Executives and industry experts caution that AI adoption is still at an early stage and that it will take time, possibly years, before its potential is achieved.
Still, some big pharmaceutical companies are ramping up the use of AI to discover and develop drugs. Their hope is that the technology will help them accelerate and optimize a long and expensive process that often fails to deliver results.
A tally by Boston Consulting Group found at least 67 clinical trials that were under way in 2023 evaluating experimental drugs and vaccines in which AI either discovered, designed or repurposed molecules or target diseases. That compares with 40 clinical trials in 2022 and 27 in 2021, according to the Boston Consulting Group.
British drug giant AstraZeneca’s use of AI for drug discovery across its portfolio shortened the time it took to design molecules from years to months and sometimes even weeks, the company’s chief data scientist, Jim Weatherall, said.
London-based GSK said it sees potential for AI uses across its entire pipeline, from selecting and prioritizing which genetic targets new drugs should aim for to understanding which patients at which point of their disease will best respond to drugs.

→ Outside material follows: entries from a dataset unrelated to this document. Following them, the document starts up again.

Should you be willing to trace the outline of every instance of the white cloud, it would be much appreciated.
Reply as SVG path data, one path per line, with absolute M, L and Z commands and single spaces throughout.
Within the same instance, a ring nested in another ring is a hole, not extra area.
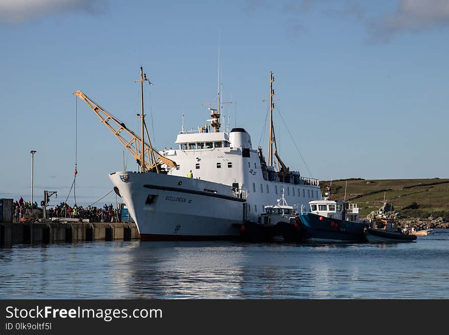
M 368 22 L 372 37 L 388 41 L 395 35 L 449 27 L 449 1 L 399 0 L 391 14 Z
M 18 23 L 67 13 L 103 13 L 106 0 L 0 0 L 0 22 Z

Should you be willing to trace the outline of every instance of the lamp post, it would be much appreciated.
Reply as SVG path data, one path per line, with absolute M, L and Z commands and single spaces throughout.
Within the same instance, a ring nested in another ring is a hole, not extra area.
M 34 171 L 34 154 L 37 152 L 35 150 L 30 151 L 31 154 L 31 210 L 33 211 L 33 174 Z

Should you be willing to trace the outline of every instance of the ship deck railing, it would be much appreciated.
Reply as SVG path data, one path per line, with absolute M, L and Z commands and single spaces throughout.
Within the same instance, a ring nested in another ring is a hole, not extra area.
M 232 187 L 232 194 L 236 198 L 240 199 L 246 199 L 248 197 L 248 190 L 245 189 L 238 189 L 236 187 Z
M 266 171 L 263 171 L 262 172 L 262 176 L 263 177 L 264 180 L 267 181 L 268 180 L 268 174 Z M 291 177 L 290 180 L 293 179 L 293 178 Z M 277 178 L 275 177 L 275 179 L 273 181 L 270 181 L 271 182 L 275 182 L 277 183 L 283 183 L 284 182 L 281 181 L 280 178 L 278 177 Z M 293 179 L 294 180 L 294 179 Z M 315 178 L 308 178 L 307 177 L 300 177 L 300 182 L 298 184 L 295 184 L 294 182 L 292 183 L 286 183 L 286 184 L 289 184 L 295 185 L 311 185 L 311 186 L 319 186 L 319 180 L 318 179 L 315 179 Z

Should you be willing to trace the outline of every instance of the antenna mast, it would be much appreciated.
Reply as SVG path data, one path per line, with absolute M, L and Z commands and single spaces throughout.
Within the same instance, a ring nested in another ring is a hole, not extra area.
M 137 114 L 137 116 L 142 119 L 142 136 L 140 138 L 140 172 L 145 172 L 145 133 L 144 133 L 144 130 L 146 128 L 146 125 L 145 124 L 145 114 L 143 114 L 143 82 L 148 82 L 148 83 L 149 85 L 153 85 L 149 80 L 146 78 L 146 74 L 143 73 L 143 69 L 141 66 L 140 67 L 140 79 L 137 79 L 135 82 L 140 82 L 140 102 L 141 102 L 141 107 L 142 109 L 141 114 Z M 149 136 L 147 136 L 148 141 L 149 143 L 150 148 L 151 148 L 151 140 L 149 138 Z M 151 150 L 151 157 L 153 159 L 153 162 L 156 162 L 156 159 L 154 157 L 154 153 L 153 151 L 153 149 Z M 158 172 L 159 172 L 157 166 L 156 166 L 156 170 Z
M 276 151 L 278 151 L 278 146 L 276 144 L 276 139 L 275 137 L 275 126 L 273 124 L 273 110 L 275 109 L 274 101 L 278 101 L 279 99 L 273 99 L 275 95 L 275 90 L 273 89 L 273 82 L 275 81 L 275 76 L 273 72 L 270 71 L 270 99 L 262 100 L 262 101 L 270 101 L 270 131 L 269 138 L 268 139 L 268 163 L 269 166 L 273 166 L 273 143 L 275 144 Z

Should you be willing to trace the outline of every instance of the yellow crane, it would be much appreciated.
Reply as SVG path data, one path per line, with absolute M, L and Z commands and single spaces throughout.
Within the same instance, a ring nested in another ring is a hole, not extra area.
M 77 91 L 73 94 L 84 100 L 89 105 L 102 122 L 108 127 L 114 136 L 136 159 L 137 163 L 141 166 L 142 172 L 152 171 L 158 173 L 163 172 L 163 170 L 161 170 L 161 168 L 163 164 L 169 168 L 176 167 L 177 164 L 174 161 L 162 156 L 152 147 L 151 140 L 149 139 L 148 130 L 144 120 L 142 120 L 142 123 L 146 132 L 146 136 L 149 144 L 142 140 L 143 134 L 141 138 L 138 136 L 134 132 L 128 129 L 124 123 L 101 107 L 81 91 Z M 142 161 L 143 161 L 143 164 Z

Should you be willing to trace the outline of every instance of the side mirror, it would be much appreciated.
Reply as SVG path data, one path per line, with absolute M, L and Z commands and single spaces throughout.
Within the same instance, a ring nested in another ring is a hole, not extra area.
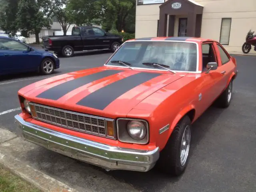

“We now routinely integrate millions of data points from laboratory experiments, clinical studies and real-world data to better understand the drivers of disease and then use this knowledge to precisely design and target treatments,” the company’s senior director of machine learning and AI, Patrick Schwab, said.
To fulfill AI’s promise, firms are juggling the need to ensure they have the right technical capabilities, people who understand them and data to underpin the whole effort.
“There is a data problem, a people problem and a bit of a strategy problem,” said Thomas Clozel, chief executive and co-founder of Owkin, a Paris-based company that applies AI to medical research.
Access to data and to skills specific to AI are among the key hurdles pharma companies are facing to unlock the technology’s potential. Clozel pointed to a focus on short-term results among pharma companies and difficulties attracting and retaining data scientists as factors hindering the industry’s embrace of AI.
“Technology is not the primary bottleneck preventing faster progress; it’s largely operational and cultural challenges,” Novartis’s head of AI and computational sciences, Bulent Kiziltan, said. “The hierarchical and linear operating culture in pharma often slows innovation.”
Several drugmakers entered into partnerships with AI specialists in a bid to leverage the technology in their operations. Eli Lilly, Moderna and Sanofi partnered with ChatGPT maker OpenAI, AstraZeneca and Sanofi joined forces with Owkin, and Novartis and Eli Lilly teamed up with Isomorphic Labs, an Alphabet-owned company founded and led by Nobel Prize winner Demis Hassabis, among other collaborations.